Establishes default campaign contributions limits of $4700 for local city and county elections
Contact: Susan Kennedy
916-319-2022 (W) 925-437-2510 (C)
Sacramento – Until today, California was one of the very few states to have state campaign contribution limits, but no state required local limits. That changed when Governor Newsom signed AB 571, by Assembly Speaker pro Tem Kevin Mullin.
“AB 571 is focused, flexible legislation that establishes default campaign contribution limits of $4700.00 for cities and counties that have not adopted their own limits,” Speaker pro Tem Mullin stated. “This is the same individual contribution limit we are bound by in the State Assembly and Senate.”

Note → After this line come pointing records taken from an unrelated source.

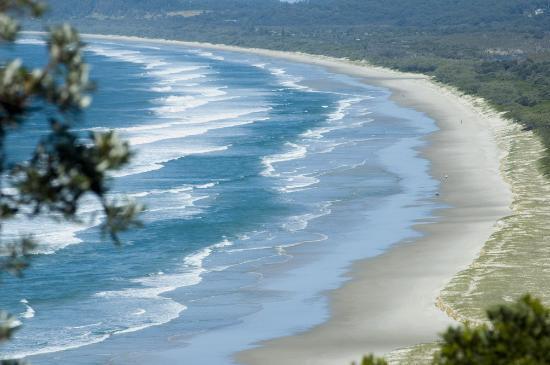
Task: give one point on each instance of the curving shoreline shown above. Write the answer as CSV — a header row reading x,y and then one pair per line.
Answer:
x,y
390,302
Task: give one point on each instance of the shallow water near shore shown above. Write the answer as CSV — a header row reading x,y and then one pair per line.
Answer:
x,y
263,181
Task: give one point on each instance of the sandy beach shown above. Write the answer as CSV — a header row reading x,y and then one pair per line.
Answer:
x,y
390,301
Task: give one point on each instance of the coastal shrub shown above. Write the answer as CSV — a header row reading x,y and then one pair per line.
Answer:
x,y
371,360
517,334
64,167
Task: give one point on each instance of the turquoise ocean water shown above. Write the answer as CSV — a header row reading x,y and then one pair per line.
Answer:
x,y
263,180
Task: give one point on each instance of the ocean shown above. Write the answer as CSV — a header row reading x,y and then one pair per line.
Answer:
x,y
264,180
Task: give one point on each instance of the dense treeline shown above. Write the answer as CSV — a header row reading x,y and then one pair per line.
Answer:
x,y
496,49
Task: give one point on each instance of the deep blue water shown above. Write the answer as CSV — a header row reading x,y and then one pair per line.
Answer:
x,y
263,181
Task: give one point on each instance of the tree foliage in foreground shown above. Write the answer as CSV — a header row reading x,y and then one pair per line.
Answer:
x,y
65,167
516,334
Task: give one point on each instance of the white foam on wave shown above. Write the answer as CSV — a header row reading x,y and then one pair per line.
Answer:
x,y
29,312
143,163
287,80
296,152
181,128
210,55
152,287
85,340
298,183
301,222
33,41
334,119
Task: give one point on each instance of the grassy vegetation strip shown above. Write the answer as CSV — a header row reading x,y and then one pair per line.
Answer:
x,y
514,260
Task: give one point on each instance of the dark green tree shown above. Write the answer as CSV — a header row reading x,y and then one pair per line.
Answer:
x,y
65,167
517,334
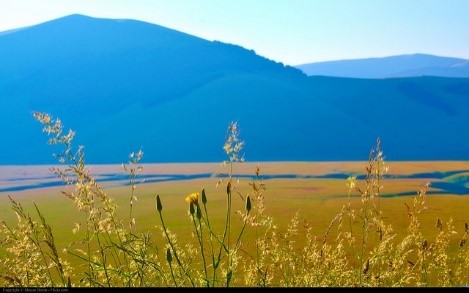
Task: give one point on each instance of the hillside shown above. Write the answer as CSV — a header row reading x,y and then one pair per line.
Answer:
x,y
411,65
124,85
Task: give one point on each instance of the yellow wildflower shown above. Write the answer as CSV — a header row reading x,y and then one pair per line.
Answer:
x,y
193,198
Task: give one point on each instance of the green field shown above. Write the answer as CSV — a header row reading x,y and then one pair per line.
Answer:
x,y
316,190
318,200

While state law established contribution limits for candidates running for state office, there were no contribution limits in place for candidates running for local office in 78 percent of the cities and 72 percent of the counties in California. Without a local government adopting its own campaign contribution limits, literally any amount could be contributed directly to a candidate running for local office. Jurisdictions adopting their own contribution limits, whether higher or lower, would not be subject to the default limit.
“AB 571 will fix a big loophole in our campaign finance laws that allow wealthy special interests to give six-figure campaign contributions to city councilmembers,” said Rey Lopez-Calderon, Executive Director of California Common Cause. “Contribution limits force candidates to reach out to more of their neighbors to fund their campaigns, which promotes more representative and accountable officeholders. Candidates for local office should not be funded by just a few mega-contributions from the mega-wealthy.”

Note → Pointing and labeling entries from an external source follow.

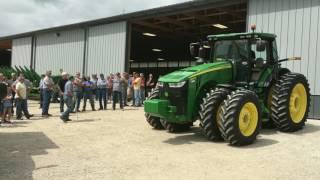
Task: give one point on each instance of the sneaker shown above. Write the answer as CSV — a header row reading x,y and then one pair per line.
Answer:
x,y
63,118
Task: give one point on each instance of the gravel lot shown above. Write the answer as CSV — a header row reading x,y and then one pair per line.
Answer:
x,y
121,145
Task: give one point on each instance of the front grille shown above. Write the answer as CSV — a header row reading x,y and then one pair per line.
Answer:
x,y
176,96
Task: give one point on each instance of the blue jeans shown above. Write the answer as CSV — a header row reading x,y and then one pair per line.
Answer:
x,y
68,102
77,96
86,96
46,101
143,95
137,97
124,97
102,97
117,97
21,105
41,98
61,103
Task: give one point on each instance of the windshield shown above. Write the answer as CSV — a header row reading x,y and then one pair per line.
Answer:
x,y
231,49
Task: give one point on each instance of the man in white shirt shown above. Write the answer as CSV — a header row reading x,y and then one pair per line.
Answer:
x,y
47,93
21,99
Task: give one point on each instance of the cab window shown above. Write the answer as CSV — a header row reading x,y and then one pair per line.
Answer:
x,y
236,50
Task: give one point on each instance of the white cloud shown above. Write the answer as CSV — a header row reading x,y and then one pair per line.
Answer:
x,y
18,16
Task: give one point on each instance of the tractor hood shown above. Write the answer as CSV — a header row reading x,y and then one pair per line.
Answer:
x,y
194,71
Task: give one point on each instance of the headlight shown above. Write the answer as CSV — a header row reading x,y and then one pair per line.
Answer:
x,y
177,85
160,84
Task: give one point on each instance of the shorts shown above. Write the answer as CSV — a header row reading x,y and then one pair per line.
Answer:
x,y
7,104
6,109
1,107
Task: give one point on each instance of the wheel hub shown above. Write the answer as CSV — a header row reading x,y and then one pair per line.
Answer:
x,y
248,119
298,103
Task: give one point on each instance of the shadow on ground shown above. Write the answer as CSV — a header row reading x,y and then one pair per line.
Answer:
x,y
83,120
16,151
196,135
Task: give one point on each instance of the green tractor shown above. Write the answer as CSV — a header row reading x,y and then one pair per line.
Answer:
x,y
237,86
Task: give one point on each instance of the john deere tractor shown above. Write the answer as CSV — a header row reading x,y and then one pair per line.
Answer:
x,y
238,85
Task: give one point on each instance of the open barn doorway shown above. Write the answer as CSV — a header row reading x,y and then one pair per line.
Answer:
x,y
5,53
160,44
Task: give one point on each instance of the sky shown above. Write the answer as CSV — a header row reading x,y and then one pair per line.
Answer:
x,y
18,16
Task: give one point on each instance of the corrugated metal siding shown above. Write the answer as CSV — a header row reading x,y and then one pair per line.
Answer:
x,y
296,23
63,51
106,48
297,26
21,52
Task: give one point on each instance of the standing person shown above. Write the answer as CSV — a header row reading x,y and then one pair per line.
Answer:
x,y
124,88
61,84
116,91
21,99
7,107
88,93
41,89
67,95
150,84
109,88
137,90
2,81
77,92
47,93
102,92
142,88
29,86
94,80
132,78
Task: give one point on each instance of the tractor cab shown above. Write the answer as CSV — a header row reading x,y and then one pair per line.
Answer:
x,y
237,86
251,54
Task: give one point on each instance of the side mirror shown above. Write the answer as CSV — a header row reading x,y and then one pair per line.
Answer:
x,y
194,49
202,53
261,46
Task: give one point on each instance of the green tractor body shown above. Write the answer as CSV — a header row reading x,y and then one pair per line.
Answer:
x,y
243,65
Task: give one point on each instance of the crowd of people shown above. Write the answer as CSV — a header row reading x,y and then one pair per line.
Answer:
x,y
17,89
75,91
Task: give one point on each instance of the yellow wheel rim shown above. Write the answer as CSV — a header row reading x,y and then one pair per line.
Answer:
x,y
298,103
269,101
248,119
218,119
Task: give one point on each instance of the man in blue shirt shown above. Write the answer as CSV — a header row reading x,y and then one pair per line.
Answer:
x,y
88,93
67,96
116,91
102,92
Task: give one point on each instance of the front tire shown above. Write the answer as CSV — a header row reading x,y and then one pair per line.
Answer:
x,y
241,118
291,102
209,113
154,121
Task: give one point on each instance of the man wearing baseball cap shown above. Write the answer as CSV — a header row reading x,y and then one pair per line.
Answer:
x,y
62,82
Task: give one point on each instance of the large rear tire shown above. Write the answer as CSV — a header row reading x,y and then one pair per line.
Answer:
x,y
241,118
209,113
174,127
291,102
154,121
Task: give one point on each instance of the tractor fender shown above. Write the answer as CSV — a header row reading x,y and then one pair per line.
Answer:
x,y
283,71
201,93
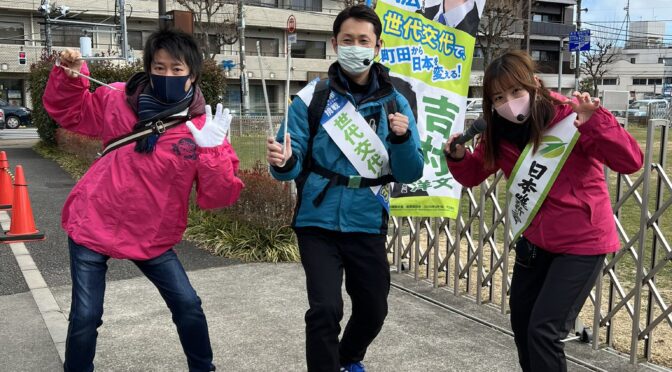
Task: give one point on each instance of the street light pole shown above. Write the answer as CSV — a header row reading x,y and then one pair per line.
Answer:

“Keeping big money out of local elections is a win for representative democracy and the people of California,” said Dora Rose, Deputy Director of the League of Women Voters of California. ”Setting a reasonable contribution limit, that could be changed up or down by local voters, puts the interests of ordinary Californians ahead of the donor class.”
“As a result of AB 571, California is enacting local campaign contribution limits for the first time,” Mullin stated. “I also want to stress that AB 571 maintains complete local control and a local jurisdiction can opt out at any time by enacting their own contribution limits. I believe this is a good governance measure that will help maintain the public trust in our local elections.”